El RCD Mallorca dio la sorpresa de la jornada al imponerse por 2-1 frente al Real Madrid en un duelo vibrante correspondiente a La Liga. El equipo dirigido por Martín Demichelis consiguió un triunfo tan inesperado como vital en su pelea por salir de la zona baja de la tabla.
En la previa, el partido aparecía como uno de los más complejos del calendario para el conjunto balear, que necesitaba sumar para mejorar su situación. Lejos de conformarse, el equipo salió decidido a competir y terminó construyendo una victoria que puede marcar un punto de inflexión en la temporada.
El encuentro también tuvo un condimento especial: el reencuentro entre Demichelis y Franco Mastantuono, a quien el entrenador hizo debutar en River Plate cuando tenía apenas 16 años. Antes del inicio, ambos protagonizaron un saludo afectuoso, reflejando el vínculo que los une.
Dentro del campo, el Mallorca logró golpear en un momento clave. Sobre el cierre de la primera mitad, el mediocampista Manu Morlanes abrió el marcador tras una jugada que contó con la asistencia del argentino Pablo Maffeo, desatando la ilusión local.

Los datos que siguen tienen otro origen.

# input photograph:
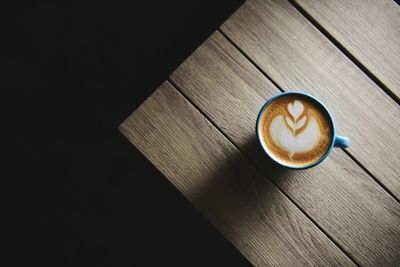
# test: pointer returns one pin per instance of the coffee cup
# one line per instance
(297, 131)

En el complemento, el Real Madrid fue en busca de la igualdad y la encontró en el tramo final gracias a Éder Militão, que marcó el 1-1 a pocos minutos del cierre. El empate parecía sellado, pero el conjunto de Demichelis no bajó los brazos.
Ya en tiempo de descuento, apareció el delantero kosovar Vedat Muriqi para convertir el gol de la victoria y desatar la euforia en el estadio. El 2-1 definitivo llegó en un cierre frenético que dejó sin reacción al conjunto madrileño.
Por su parte, Mastantuono ingresó en el último tramo del partido con la intención de aportar frescura en ataque, pero no logró inclinar la balanza a favor del equipo visitante.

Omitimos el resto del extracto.